# Older model Kicker L7



## foey (Feb 4, 2002)

Picked up an L7 from the homie. Needed a new spider, and pigtails. 










found this, was doing some research and found Kicker only has recones for the Sold X's, this is an aftermarket recone. 

http://www.reconingspeakers.com/products-p...-12-recone-kit/

will it work? no?


----------



## 79 cutty (Sep 27, 2005)

Unfortunately I don't think so. Solo X is a completely different sub for the most part. Basically the only thing you can do is contact Kicker and see if they can rebuild for you.

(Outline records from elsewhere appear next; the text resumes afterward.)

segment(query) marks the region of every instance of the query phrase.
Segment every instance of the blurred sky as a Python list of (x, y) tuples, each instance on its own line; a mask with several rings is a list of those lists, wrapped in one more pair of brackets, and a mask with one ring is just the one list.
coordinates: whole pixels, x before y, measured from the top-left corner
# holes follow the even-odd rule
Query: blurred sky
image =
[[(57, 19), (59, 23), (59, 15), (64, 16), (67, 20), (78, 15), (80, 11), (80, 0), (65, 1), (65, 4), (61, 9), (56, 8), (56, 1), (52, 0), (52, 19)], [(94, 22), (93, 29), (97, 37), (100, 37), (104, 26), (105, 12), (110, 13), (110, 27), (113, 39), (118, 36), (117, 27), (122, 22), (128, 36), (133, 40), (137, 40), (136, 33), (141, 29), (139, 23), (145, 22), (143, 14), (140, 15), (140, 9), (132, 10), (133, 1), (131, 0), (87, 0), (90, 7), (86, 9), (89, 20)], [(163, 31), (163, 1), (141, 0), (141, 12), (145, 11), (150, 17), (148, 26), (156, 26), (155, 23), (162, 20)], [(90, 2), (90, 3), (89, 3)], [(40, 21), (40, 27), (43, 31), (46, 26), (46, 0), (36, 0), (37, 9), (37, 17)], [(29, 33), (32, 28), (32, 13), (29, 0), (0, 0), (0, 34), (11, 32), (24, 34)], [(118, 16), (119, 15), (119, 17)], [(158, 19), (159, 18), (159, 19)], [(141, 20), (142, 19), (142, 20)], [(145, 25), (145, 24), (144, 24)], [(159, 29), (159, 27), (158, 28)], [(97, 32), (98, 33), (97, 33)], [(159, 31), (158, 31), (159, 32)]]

although in the picture it looks awfully close. But for $70 you could almost just buy a new Kicker Square.


----------



## foey (Feb 4, 2002)

damn, think I can use the motor for an off sub build?


----------



## 79 cutty (Sep 27, 2005)

Can always use the motor for something.....not sure you would have good luck with the basket though.


----------



## foey (Feb 4, 2002)

> _Originally posted by 79 cutty_@Jan 26 2011, 02:50 PM~19704041
> *Can always use the motor for something.....not sure you would have good luck with the basket though.
> *


that's cool. as long as I can use this still. Was thinking of making a sub anyhow, now I just need a basket and a recone. :biggrin:


----------



## baggedout81 (Jan 5, 2009)

You can use it as a wheel chalk


----------